Bir de “Musadağlı Panus” adını verdiği bir kitabı var Çaparyan’ın. Kitap yayımlanmış değil elbette, torunlarına bırakacağı miraslarından biridir “Musadağlı Panus Çaparyan.” Onlar, Panus öldükten sonra isterlerse yayımlatırlar. Kitapta dünden bugüne Samandağ’ı, Antakya’yı, Ermenileri, mezhepleri, düğün ve cenazeleri, gelenekleri yazmış. Ermenice okumayı biliyor Çaparyan ama iş yazmaya gelince Türkçe yazabiliyor.

“Hemşin Gizemi” adlı bir kitabı merak ediyor. Vakıflı’yı ziyaret eden biri, “Bu kitabı sana göndereceğim” demiş ama gidiş o gidiş. Ne adamdan haber alabilmiş bir daha ne de kitap gelmiş. Okumayı hep sevmiş Panus Çaparyan ama bahçe işlerini bıraktıktan sonra daha çok okumaya başlamış.
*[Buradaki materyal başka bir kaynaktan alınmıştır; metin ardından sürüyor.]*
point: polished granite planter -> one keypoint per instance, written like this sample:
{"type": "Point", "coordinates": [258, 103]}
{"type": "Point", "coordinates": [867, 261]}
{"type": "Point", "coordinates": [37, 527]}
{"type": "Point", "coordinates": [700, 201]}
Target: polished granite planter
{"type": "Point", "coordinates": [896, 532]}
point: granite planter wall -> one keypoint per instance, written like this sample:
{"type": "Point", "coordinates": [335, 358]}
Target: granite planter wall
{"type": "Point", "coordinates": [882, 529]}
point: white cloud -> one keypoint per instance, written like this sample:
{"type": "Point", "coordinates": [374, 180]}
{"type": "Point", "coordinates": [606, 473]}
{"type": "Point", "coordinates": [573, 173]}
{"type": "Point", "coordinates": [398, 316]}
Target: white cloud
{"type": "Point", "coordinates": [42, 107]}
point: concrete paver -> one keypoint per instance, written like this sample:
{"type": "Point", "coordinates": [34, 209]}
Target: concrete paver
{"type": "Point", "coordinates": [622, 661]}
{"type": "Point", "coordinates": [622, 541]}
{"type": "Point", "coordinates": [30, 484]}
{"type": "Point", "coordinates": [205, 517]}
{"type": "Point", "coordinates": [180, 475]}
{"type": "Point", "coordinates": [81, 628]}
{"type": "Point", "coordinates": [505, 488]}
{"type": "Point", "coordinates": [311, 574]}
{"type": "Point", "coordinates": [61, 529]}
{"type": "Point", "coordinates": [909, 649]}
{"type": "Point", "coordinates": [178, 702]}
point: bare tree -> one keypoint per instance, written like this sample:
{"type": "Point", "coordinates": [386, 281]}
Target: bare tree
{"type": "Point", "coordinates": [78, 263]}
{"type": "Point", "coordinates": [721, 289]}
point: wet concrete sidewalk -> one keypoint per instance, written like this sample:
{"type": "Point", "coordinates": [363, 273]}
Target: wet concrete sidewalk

En çok roman okumayı seven Çaparyan’ın Vakıflı’da kitaba ulaşması güç elbette. Çaparyan’la tanıştığım günün akşamı, Samandağ’da festival için tezgah açan kitapçılara rastladım. Onun için, beğeneceğini düşündüğüm iki roman aldım. Ertesi gün kitapları verirken, Aras Yayınları’nı bilip bilmediğini sordum. Yayınevinin adını duymuştu sadece. “Rober Koptaş’a söylesek de sana birkaç kitap gönderse” dedim. “Göndersin, parası neyse öderim” dedi. Adresini istedim. Çok basitti: Panus Çaparyan, Vakıflı köyü, Samandağ-Antakya.